Funny Beer Quotes

"All right, brain, I don't like you and you don't like me - so let's just do this and I'll get back to killing you with beer."
- Homer Simpson

"Beer is proof that God loves us and wants us to be happy."
- Benjamin Franklin

"Milk is for babies. When you grow up you have to drink beer."
- Arnold Schwarzenegger

"Give me a woman who loves beer and I will conquer the world."
- Kaiser Wilhelm

"I would kill everyone in this room for a drop of sweet beer."
- Homer Simpson

"If you ever reach total enlightenment while drinking beer, I bet it makes beer shoot out your nose."
- Jack Handy

"Not all chemicals are bad.

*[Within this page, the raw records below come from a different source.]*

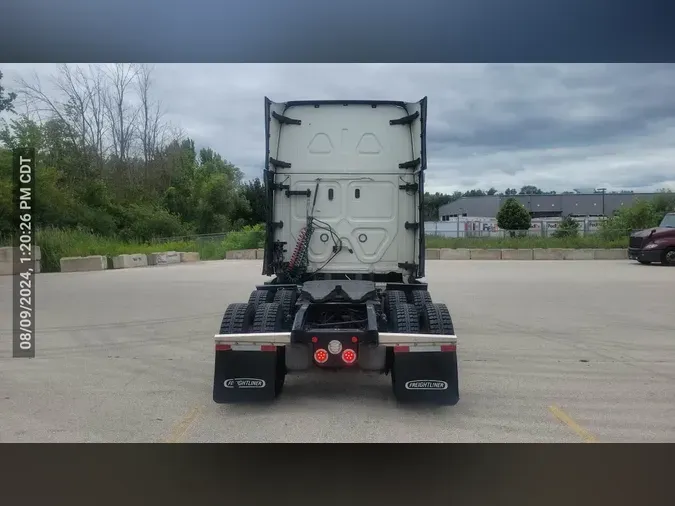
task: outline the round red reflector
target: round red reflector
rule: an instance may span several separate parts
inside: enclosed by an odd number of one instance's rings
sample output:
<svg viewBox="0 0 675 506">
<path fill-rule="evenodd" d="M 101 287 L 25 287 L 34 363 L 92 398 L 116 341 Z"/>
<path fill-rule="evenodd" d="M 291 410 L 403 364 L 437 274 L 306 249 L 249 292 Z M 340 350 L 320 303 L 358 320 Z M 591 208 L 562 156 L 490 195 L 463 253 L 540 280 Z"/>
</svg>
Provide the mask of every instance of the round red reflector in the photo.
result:
<svg viewBox="0 0 675 506">
<path fill-rule="evenodd" d="M 318 343 L 318 342 L 319 342 L 319 338 L 316 337 L 316 336 L 312 337 L 312 342 L 313 342 L 313 343 Z"/>
<path fill-rule="evenodd" d="M 342 360 L 347 364 L 351 364 L 356 360 L 356 352 L 354 350 L 345 350 L 342 352 Z"/>
<path fill-rule="evenodd" d="M 353 336 L 352 337 L 352 343 L 358 343 L 358 342 L 359 342 L 359 338 L 356 337 L 356 336 Z"/>
<path fill-rule="evenodd" d="M 324 362 L 328 361 L 328 352 L 324 350 L 323 348 L 319 348 L 314 352 L 314 360 L 316 360 L 319 364 L 323 364 Z"/>
</svg>

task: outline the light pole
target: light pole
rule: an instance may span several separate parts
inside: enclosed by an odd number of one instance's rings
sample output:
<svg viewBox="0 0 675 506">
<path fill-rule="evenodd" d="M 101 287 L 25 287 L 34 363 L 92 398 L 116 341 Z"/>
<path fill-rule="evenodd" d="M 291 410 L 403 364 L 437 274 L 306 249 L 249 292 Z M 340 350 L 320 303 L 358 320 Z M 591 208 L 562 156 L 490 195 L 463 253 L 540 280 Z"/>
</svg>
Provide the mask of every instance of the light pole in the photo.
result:
<svg viewBox="0 0 675 506">
<path fill-rule="evenodd" d="M 458 211 L 459 211 L 459 212 L 457 213 L 457 239 L 459 239 L 459 217 L 460 217 L 462 214 L 464 214 L 464 209 L 460 207 L 460 208 L 458 209 Z"/>
<path fill-rule="evenodd" d="M 602 218 L 605 218 L 605 192 L 607 191 L 607 188 L 598 188 L 596 191 L 599 191 L 602 193 Z"/>
</svg>

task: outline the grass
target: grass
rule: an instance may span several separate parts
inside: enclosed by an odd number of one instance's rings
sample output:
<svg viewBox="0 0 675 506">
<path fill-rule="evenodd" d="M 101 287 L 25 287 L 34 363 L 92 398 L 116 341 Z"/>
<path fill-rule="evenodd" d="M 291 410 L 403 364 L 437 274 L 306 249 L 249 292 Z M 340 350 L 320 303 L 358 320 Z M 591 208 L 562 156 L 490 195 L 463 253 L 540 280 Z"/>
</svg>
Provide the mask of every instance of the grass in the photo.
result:
<svg viewBox="0 0 675 506">
<path fill-rule="evenodd" d="M 115 256 L 125 253 L 154 253 L 156 251 L 197 251 L 202 260 L 220 260 L 227 251 L 254 249 L 263 246 L 262 225 L 245 227 L 230 232 L 224 239 L 186 239 L 170 242 L 125 242 L 114 237 L 103 237 L 79 230 L 44 229 L 38 232 L 37 245 L 42 250 L 43 272 L 58 272 L 59 260 L 63 257 L 88 255 Z M 0 244 L 10 244 L 8 238 L 0 238 Z M 518 237 L 518 238 L 449 238 L 427 236 L 427 248 L 625 248 L 628 239 L 605 240 L 599 235 L 574 238 Z"/>
<path fill-rule="evenodd" d="M 531 248 L 627 248 L 628 238 L 606 240 L 600 235 L 579 237 L 440 237 L 427 236 L 427 248 L 494 248 L 494 249 L 531 249 Z"/>
<path fill-rule="evenodd" d="M 42 253 L 43 272 L 60 271 L 63 257 L 89 255 L 116 256 L 157 251 L 196 251 L 202 260 L 221 260 L 227 251 L 262 247 L 262 229 L 250 227 L 232 232 L 220 241 L 182 240 L 162 243 L 125 242 L 78 230 L 45 229 L 38 232 L 36 244 Z"/>
</svg>

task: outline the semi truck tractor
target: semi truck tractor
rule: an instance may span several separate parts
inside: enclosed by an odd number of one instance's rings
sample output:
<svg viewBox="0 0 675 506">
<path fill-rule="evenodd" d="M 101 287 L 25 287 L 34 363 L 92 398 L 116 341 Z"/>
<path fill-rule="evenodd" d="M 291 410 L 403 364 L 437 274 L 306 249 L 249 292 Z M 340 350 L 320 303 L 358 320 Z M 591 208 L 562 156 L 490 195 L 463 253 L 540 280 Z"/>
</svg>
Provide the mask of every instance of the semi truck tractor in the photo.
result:
<svg viewBox="0 0 675 506">
<path fill-rule="evenodd" d="M 270 280 L 225 310 L 215 402 L 274 400 L 310 369 L 388 375 L 399 402 L 458 402 L 452 317 L 425 278 L 426 120 L 426 97 L 265 98 Z"/>
<path fill-rule="evenodd" d="M 645 265 L 675 266 L 675 213 L 667 213 L 658 227 L 634 231 L 630 235 L 628 258 Z"/>
</svg>

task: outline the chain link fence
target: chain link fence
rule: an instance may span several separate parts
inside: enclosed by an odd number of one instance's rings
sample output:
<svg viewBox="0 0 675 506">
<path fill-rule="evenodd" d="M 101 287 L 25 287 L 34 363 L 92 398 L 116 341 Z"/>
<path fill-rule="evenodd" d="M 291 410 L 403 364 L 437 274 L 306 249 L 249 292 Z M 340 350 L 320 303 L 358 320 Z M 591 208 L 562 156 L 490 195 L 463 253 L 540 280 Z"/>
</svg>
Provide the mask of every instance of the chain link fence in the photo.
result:
<svg viewBox="0 0 675 506">
<path fill-rule="evenodd" d="M 532 220 L 532 226 L 529 230 L 518 230 L 514 232 L 515 237 L 554 237 L 554 233 L 560 224 L 560 220 Z M 599 232 L 599 222 L 580 222 L 578 235 L 592 236 Z M 624 235 L 630 236 L 634 230 L 625 230 Z M 424 224 L 424 233 L 428 236 L 446 237 L 446 238 L 472 238 L 472 239 L 506 239 L 511 237 L 511 232 L 500 229 L 496 221 L 492 223 L 489 220 L 460 220 L 459 227 L 456 222 L 436 221 L 426 222 Z M 229 235 L 228 232 L 214 234 L 185 235 L 175 237 L 157 237 L 152 239 L 152 244 L 167 244 L 176 242 L 189 242 L 198 245 L 207 245 L 209 243 L 221 243 Z"/>
<path fill-rule="evenodd" d="M 229 235 L 228 232 L 217 234 L 199 234 L 199 235 L 179 235 L 175 237 L 156 237 L 150 240 L 151 244 L 166 244 L 173 242 L 194 242 L 197 244 L 219 243 L 223 242 Z"/>
<path fill-rule="evenodd" d="M 554 237 L 555 231 L 560 227 L 561 219 L 532 220 L 529 230 L 515 232 L 517 237 Z M 579 236 L 592 236 L 600 232 L 602 218 L 600 219 L 575 219 L 579 224 Z M 424 223 L 426 235 L 448 238 L 492 238 L 503 239 L 511 237 L 511 232 L 502 230 L 493 218 L 451 218 L 449 221 L 429 221 Z M 632 230 L 626 230 L 629 236 Z"/>
</svg>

Without chemicals such as hydrogen and oxygen, for example, there would be no way to make water, a vital ingredient in beer."
- Dave Barry

"You can't be a real country unless you have a beer and an airline - it helps if you have some kind of a football team, or some nuclear weapons, but at the very least you need a beer."
- Frank Zappa

"Son, a woman is like a beer. They smell good, they look good, you'd step over your own mother just to get one! But you can't stop at one. You wanna drink another woman!"
- Homer Simpson

"Without question, the greatest invention in the history of mankind is beer. Oh, I grant you that the wheel was also a fine invention, but the wheel does not go nearly as well with pizza."
- Dave Barry

"Pretty women make us BUY beer. Ugly women make us DRINK beer."
- Ed O'Neill

"Beauty lies in the hands of the beer holder."